Des corps musicaux et des voix qui enchantent

La création sonore et musicale de Christophe Fossemalle et Omar Porras, la scénographie d’Amélie Kiritzé-Topor, les costumes de Bruno Fatalot, la création lumière de Mathias Roche unissent leurs effets, sans oublier les beaux masques de Véronique Soulier-Nguyen, complice de longue date du Teatro Malandro. Peu familière de l’espèce humaine (c’est peut-être pourquoi elle s’entiche de ce niais de Ferdinand), la si belle et si déterminée Miranda, délicieusement interprétée par Marie-Evane Schallenberger, demeure non masquée. Aussi trépidante qu’une série, aussi drôle qu’un film de Chaplin, la pièce dans sa verve comique et sa profusion imaginative distille sa métathéâtralité avec fluidité, laisse émerger une humanité profonde ainsi qu’une force politique. Appel à la liberté, mais aussi alerte sur la capacité de destruction infinie des humains, qui doivent tout à la nature. Et c’est ici Caliban qui a le dernier mot ! Rappelons-nous que lorsque Shakespeare écrivit cette fantaisie au début du XVIIe siècle la vieille Europe venait d’évangéliser sans pitié des mondes supposés sauvages. Karl Eberhard (Prospero), Jeanne Pasquier (Ariel), Pierre Boulben (Ferdinand), Francisco Cabello (Sébastien et Trinculo), Antoine Joly (Caliban et Antonio), Guillaume Ravoire (Alonso), Diego Todeschini (Gonzalo et Stephano), Marie-Evane Schallenberger (Miranda) forment un ensemble parfaitement accordé.
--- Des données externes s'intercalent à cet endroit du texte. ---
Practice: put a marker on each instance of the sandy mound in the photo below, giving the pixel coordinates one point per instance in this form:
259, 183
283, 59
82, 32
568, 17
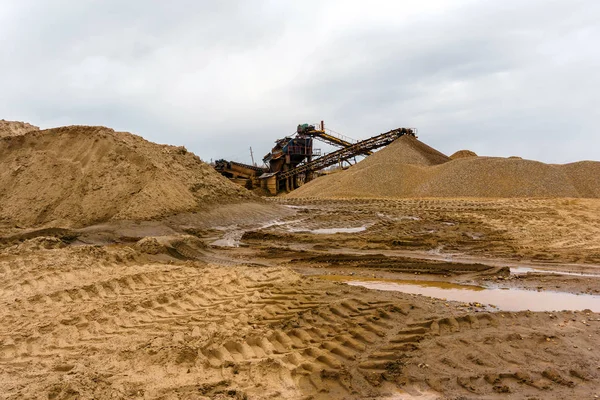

Embarquons sur l’île merveilleusement habitée,  écoutons la voix du vent…

Agnès Santi

A propos de l'événement

Omar Porras et les siens créent une version flamboyante et populaire de « La Tempête »
du mardi 24 septembre 2024 au dimanche 13 octobre 2024
TKM - Théâtre Kléber-Méleau
Chemin de l’Usine à Gaz 9, CH – 1020 Renens-Malley, Suisse

de mardi à jeudi à 19h, vendredi à 20h, samedi et dimanche à 17h30.  Tél : +41 21 625 84 29. Durée : 1h45. www.tkm.ch

Également du 28 mars au 17 avril au Théâtre de Carouge à Genève, les 7 et 8 mai au Théâtre Équilibre à Fribourg.